Beijing is not alone with such thinking. While the European Union is already committed to a ban on Iranian oil and Japan has agreed to reduce imports, India says it will not and Russia remains a firm opponent. But that does not mean Iran's oil customers support what would appear to be efforts to enrich uranium to near weapons-grade quality. China and Russia have consistently backed UN Security Council resolutions calling on Iran to halt its activities.
Tensions between Iran and its rivals, particularly the US, are escalating. The Iranian government has blamed Israel for the reported death of a fourth nuclear scientist in two years. It has threatened to close its oil shipping route, the Strait of Hormuz, and warned the US to keep its aircraft carriers out of the region. In the wake of Washington's decision on December 30 to impose sanctions on financial institutions dealing with Iran's central bank, Tehran announced it had started enriching uranium at a second facility.

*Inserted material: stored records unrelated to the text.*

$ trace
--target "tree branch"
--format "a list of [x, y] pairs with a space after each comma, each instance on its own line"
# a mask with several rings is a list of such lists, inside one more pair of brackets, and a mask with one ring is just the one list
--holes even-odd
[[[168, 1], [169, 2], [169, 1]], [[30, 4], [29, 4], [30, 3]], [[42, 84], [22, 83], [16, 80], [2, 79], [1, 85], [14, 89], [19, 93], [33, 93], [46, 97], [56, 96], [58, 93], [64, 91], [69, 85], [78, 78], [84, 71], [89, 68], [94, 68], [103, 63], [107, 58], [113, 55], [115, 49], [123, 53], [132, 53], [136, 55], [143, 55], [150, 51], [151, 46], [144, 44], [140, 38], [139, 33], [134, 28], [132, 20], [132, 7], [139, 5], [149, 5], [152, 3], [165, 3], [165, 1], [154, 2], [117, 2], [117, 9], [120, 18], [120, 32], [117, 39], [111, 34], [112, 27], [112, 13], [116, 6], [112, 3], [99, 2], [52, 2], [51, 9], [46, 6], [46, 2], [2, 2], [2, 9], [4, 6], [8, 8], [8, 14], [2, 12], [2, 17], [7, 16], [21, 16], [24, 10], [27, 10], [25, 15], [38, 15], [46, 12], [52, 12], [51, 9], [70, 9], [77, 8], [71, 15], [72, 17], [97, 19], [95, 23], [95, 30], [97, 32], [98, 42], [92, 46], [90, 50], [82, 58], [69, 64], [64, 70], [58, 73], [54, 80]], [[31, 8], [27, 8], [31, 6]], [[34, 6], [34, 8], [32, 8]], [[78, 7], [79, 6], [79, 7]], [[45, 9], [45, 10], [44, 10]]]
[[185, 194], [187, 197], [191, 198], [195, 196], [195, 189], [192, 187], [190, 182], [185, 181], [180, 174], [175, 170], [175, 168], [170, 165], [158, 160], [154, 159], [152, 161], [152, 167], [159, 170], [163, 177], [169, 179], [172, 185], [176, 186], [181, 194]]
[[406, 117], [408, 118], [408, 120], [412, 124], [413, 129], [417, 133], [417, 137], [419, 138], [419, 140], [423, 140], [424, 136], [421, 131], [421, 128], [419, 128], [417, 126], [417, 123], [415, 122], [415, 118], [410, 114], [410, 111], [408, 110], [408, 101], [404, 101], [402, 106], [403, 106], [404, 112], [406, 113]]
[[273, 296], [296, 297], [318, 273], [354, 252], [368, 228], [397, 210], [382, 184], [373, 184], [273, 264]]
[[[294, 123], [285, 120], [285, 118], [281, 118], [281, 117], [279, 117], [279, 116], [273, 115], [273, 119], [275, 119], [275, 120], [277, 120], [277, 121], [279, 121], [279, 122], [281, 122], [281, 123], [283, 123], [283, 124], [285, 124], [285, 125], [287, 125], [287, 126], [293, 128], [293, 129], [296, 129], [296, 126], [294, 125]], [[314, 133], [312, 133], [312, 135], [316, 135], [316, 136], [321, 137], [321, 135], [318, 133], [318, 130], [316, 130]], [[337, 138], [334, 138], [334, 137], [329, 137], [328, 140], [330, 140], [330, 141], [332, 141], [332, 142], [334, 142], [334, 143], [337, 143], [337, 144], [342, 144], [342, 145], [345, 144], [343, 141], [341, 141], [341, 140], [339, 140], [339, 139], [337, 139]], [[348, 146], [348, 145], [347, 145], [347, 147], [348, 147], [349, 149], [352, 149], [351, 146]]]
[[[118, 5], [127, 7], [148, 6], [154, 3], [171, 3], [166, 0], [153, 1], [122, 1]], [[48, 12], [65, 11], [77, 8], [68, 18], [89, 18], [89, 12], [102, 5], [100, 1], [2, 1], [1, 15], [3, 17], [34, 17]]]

Judging by history, economic sanctions do not work in convincing a government to change its ways; South Africa under apartheid is one of the few exceptions. Only with widespread support will they be effective and when it comes to Iran, that is clearly not the case. Punishing countries that do not back such moves will have dire diplomatic consequences. A better way to end Iran's errant ways has to be found.
International co-ordinated pressure through the UN is still the best approach. China and Russia, as trading partners, have leverage and must help push Iran to be transparent about its nuclear programme. As the government is more vulnerable than at any other time in its 32-year history, with deep political divisions and a woeful economy, there is a better-than-ever chance that it will listen. Diplomacy, not sanctions, force or the threat of war offer the best opportunity.